Thursday, April 5, 2007

Education


Education
The virtual world has become very prominent in educational systems today. Goodfellow (2005) states the reason for this is because people now have to find some sort of balance between work, social lives and education. This is easier to accomplish when people have the opportunity to take online classes.
Andres Fortino and Paige Wolf (2007) found that you need to have three factors to make an online program successful in the educational sectors. First, you need to make the business case. What Fortino and Wolf (2007) mean by this is you need to make sure you have an “institutional mission, stakeholder support, and a thorough cost-benefit analysis” (p. 30). Second, you need to make sure that you have a successful approach. To have a successful approach you need to consider “how far its typical students must travel to sit in a physical classroom, what kind of access they have to the Internet, how their work schedules might affect their ability to attend classes, and what advantages the faculty might gain by using various learning tools and formats” (p. 32). Finally you need to make sure that the transition is manageable. Faculty members must be trained appropriately for a virtual environment.
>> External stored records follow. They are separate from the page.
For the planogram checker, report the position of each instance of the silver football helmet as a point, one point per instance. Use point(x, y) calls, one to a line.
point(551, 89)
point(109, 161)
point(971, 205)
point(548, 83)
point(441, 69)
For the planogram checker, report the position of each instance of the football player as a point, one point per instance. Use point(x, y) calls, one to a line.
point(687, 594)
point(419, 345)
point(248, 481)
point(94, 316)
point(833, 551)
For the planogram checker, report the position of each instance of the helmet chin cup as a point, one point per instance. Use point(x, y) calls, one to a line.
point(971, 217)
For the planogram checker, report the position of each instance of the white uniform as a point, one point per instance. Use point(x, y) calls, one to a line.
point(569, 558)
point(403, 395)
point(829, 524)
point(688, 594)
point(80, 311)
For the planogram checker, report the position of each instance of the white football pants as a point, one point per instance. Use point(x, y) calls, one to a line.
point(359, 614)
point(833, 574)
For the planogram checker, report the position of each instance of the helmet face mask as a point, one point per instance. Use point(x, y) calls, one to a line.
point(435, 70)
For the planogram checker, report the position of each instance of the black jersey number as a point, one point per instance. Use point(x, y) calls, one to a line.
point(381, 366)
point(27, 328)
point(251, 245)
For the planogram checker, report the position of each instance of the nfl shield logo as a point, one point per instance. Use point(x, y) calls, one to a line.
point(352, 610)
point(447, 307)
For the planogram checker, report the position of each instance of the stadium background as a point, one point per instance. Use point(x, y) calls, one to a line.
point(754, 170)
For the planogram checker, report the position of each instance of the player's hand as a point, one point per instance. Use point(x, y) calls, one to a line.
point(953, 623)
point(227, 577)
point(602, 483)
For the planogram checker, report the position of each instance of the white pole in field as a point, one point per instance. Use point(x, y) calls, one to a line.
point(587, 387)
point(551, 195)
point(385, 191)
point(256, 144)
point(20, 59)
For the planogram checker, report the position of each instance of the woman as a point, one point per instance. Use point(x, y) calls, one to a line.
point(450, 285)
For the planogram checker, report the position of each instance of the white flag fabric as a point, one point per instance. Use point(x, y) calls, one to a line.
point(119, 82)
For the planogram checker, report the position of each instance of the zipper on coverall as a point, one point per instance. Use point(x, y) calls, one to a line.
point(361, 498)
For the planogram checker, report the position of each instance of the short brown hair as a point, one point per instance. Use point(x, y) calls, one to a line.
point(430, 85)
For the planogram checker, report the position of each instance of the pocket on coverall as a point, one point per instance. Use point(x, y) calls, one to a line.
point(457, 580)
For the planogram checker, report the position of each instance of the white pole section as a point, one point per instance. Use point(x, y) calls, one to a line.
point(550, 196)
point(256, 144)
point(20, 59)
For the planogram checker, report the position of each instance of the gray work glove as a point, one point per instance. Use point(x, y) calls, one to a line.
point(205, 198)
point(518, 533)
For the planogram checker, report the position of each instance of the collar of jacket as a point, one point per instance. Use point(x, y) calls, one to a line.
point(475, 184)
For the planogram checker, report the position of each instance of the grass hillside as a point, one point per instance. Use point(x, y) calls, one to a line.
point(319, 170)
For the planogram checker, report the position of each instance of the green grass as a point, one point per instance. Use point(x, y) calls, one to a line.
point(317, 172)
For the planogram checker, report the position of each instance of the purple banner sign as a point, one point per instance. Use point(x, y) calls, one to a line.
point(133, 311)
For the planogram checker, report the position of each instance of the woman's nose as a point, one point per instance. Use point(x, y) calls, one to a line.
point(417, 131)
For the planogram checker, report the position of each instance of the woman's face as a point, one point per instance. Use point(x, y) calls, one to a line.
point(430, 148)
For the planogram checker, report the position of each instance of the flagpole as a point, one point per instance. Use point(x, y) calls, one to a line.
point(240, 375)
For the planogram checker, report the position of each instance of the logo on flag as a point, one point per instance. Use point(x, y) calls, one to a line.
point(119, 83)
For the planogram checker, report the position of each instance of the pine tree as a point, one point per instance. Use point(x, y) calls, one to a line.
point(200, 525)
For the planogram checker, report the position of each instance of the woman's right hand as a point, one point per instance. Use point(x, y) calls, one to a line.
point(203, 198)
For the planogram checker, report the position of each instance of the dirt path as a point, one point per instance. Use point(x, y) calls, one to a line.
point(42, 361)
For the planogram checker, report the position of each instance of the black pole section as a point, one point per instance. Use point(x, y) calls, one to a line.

They need to understand that having a virtual classroom will not affect the quality of the education.
Neil Pollock and James Cornford (2002) found that virtual universities have the ability to “reshape traditional university geographies, as well as the methods, relationships, and perhaps even the ‘ethos’, of the academy” (p. 359). But in all reality Pollock and Cornford (2002) point out the virtual universities are only a “tiny fraction of current provision in higher education, and that their significance lies not so much in their actual number or market share, but in the pressures they bring to bear upon the rest of the higher education sector to adopt their methods, strategies and technologies” (p. 360).
References:
Fortino, A. & Wolf, P. P. (2007). Going the Distance. BizEd, January/February, 30-35.
Goodfellow, R. (2005). Virtuality and the Shaping of Educational Communities. Education,
Communication & Information, 5, 113-129.
Pollock, N. & Cornford, J. (2002). The Theory and Practice of the Virtual University: Working
Through the Work of Making Work Mobile, Minerva, 40, 359-373.

1 comment:

PH said...

How are virtual communities being used in high schools or lower grades to prepare young students for college virtual communities? Would online teams be effective at a young age?